Napier property law firm McKay Hill was all-but shut down in less than a week as the Law Society moved to protect the firm's client funds, the Napier District Court was told yesterday.

Society inspector John Hicks arrived on a late-May Wednesday in 2010 and the next Monday the district Lawyers Standards Committee acted on his interim report and secured the funds.

The investigator was giving evidence on the fourth day of the trial of lawyer Gerald George McKay who denies 11 charges, including five of dishonestly using invoices with intent to obtain pecuniary advantage, five of theft by intentionally and wrongfully dealing with client funds, and one representative charge of criminal breach of trust.
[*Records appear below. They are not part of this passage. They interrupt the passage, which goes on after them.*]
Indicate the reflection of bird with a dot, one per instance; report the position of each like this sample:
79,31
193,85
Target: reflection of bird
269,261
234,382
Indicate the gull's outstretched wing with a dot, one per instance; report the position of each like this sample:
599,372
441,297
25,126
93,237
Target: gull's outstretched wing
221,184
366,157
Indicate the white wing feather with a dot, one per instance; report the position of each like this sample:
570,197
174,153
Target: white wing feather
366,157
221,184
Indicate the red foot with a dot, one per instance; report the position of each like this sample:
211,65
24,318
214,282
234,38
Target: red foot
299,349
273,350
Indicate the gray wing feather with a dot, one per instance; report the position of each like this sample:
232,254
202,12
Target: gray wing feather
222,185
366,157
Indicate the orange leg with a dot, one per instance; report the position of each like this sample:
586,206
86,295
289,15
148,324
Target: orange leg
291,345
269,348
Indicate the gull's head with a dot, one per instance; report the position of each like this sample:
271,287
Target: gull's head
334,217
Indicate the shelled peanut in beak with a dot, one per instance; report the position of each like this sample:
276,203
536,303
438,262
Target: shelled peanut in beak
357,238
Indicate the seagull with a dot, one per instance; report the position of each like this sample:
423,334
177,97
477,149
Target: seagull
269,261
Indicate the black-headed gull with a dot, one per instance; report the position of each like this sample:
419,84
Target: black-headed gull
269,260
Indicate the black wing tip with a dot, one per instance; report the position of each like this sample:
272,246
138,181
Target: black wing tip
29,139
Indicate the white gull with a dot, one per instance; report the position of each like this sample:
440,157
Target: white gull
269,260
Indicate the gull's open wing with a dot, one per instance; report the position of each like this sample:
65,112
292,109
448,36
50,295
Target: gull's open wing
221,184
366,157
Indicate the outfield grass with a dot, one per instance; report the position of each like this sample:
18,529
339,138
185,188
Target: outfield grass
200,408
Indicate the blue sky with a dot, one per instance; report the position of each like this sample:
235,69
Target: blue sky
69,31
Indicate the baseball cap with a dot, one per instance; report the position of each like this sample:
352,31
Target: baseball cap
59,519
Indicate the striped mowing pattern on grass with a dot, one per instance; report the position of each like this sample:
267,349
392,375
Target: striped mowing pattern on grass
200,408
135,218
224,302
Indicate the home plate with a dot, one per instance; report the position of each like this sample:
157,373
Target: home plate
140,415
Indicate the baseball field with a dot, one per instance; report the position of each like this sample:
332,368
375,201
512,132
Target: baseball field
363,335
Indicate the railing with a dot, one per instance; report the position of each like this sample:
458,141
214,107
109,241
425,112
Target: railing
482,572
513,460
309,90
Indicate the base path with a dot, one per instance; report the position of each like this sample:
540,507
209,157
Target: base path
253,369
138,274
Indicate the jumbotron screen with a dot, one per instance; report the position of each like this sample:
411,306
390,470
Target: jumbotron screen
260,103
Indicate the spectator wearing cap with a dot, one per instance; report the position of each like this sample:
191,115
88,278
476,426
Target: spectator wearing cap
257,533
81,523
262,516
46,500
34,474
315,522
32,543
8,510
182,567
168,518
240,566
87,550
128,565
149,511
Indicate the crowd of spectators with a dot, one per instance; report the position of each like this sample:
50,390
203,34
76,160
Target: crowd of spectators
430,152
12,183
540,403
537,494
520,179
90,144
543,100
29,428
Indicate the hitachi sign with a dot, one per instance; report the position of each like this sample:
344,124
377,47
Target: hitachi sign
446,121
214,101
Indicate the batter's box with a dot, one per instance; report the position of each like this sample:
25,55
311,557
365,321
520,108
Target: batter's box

Among discoveries made by Mr Hicks was that monthly Ledger Control Summary Reports filed by the firm with the society regularly misrepresented its position, reporting its Interest in Trust as being in credit when it was regularly in six-figure deficit.


It also discovered the removal of $336,900 from one estate, in 15 separate transactions without any authority from the estate executor, as would have been required under trust fund regulations in the Lawyers and Conveyancers Act. In one case a shortfall from a client's interest had been met by a payment from its own principle, Mr Hicks said.

The investigation also discovered five invoices created just a day earlier, and backdated almost a year, which Mr McKay was to explain would be registered as securities over funds to balance the shortfall. But Mr Hicks said he "smelt a rat" because the invoices were all produced at the same time, were all for large rounded sums, and McKay could provide no evidence of disbursements or other costs against them.

Amounts allegedly stolen from clients total $556,900, while the value of the allegedly false invoices are over $1 million.

The trial enters a fifth day today before Judge Colin Doherty and a jury of eight women and three men who have been told prosecution evidence may be completed on Monday.